1st Mayor of Waitakere City
- In office 1989–1992
- Preceded by: new office
- Succeeded by: Bob Harvey

4th Mayor of Henderson Borough
- In office 1974–1989
- Preceded by: Reginald Keeling
- Succeeded by: position abolished

Personal details
- Born: Assid Khaleel Corban 1 February 1925
- Died: 16 September 2018 (aged 93)
- Spouse: Miriam Khouri ​(m. 1948)​
- Children: Four (1 son, 3 daughters)

= Assid Corban =

New Zealand politician

Assid Khaleel Corban (1 February 1925 – 16 September 2018) was a New Zealand local-body politician and company director. He was the first Mayor of Waitakere City and previously Mayor of the Henderson Borough Council.

==Biography==
===Early life===
Corban was descended from Assid Abraham Corban, who emigrated in 1892 to New Zealand from Lebanon and in 1902 established the first commercial vineyard in New Zealand. In 1948, Assid Corban married Miriam Khouri, and the couple went on to have four children. Corban worked as an orchid grower, and as a director of Corbans Wines.

===Political career===
Corban was first elected as a councillor for Henderson Borough Council in 1956–1959, and again in 1965–1971. In 1971–1974, he held the position of Deputy Mayor, and he was elected Mayor of Henderson Borough Council in 1974. He held that position until the 1989 local government reforms when Henderson became part of the newly formed Waitakere City. As mayor, Corban oversaw the development of Henderson Square, a large-scale shopping centre (now known as WestCity Waitakere).

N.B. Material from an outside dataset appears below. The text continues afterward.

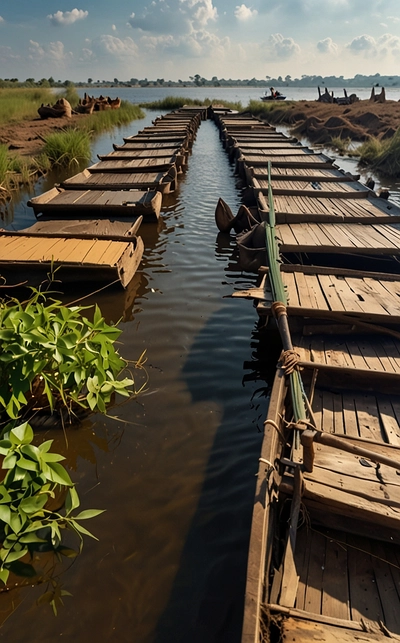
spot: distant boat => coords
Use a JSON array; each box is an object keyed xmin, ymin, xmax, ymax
[{"xmin": 260, "ymin": 91, "xmax": 286, "ymax": 101}]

In 1989, Corban was elected as the first Mayor of Waitakere City, winning against former Waitemata City mayor Tim Shadbolt. He held the position for one term until 1992. He was then elected as a councillor to Waitakere City 1998–2001, and from 2007 to 2010.

In the 2010 local elections, he successfully stood for both the Henderson-Massey Local Board and the Waitakere Licensing Trust Ward 4 – Henderson.

==Community involvement==
Corban was a longstanding member of the New Zealand Orchid Society and the Auckland Horticultural Council.

==Honours and awards==
In 1977, Corban was awarded the Queen Elizabeth II Silver Jubilee Medal. In the 1988 Queen's Birthday Honours, he was appointed an Officer of the Order of the British Empire, for services to local government and the community. In 1990, both Assid and Miriam Corban received the New Zealand 1990 Commemoration Medal. Miriam Corban also was awarded the New Zealand Suffrage Centennial Medal in 1993, and in the 1999 Queen's Birthday Honours she was appointed a Companion of the Queen's Service Order for community service.

==Death==
Corban died aged 93 of cancer on 16 September 2018 and was buried at Waikumete Cemetery in West Auckland on 25 September 2018. His wife, Miriam Corban, died in 2021.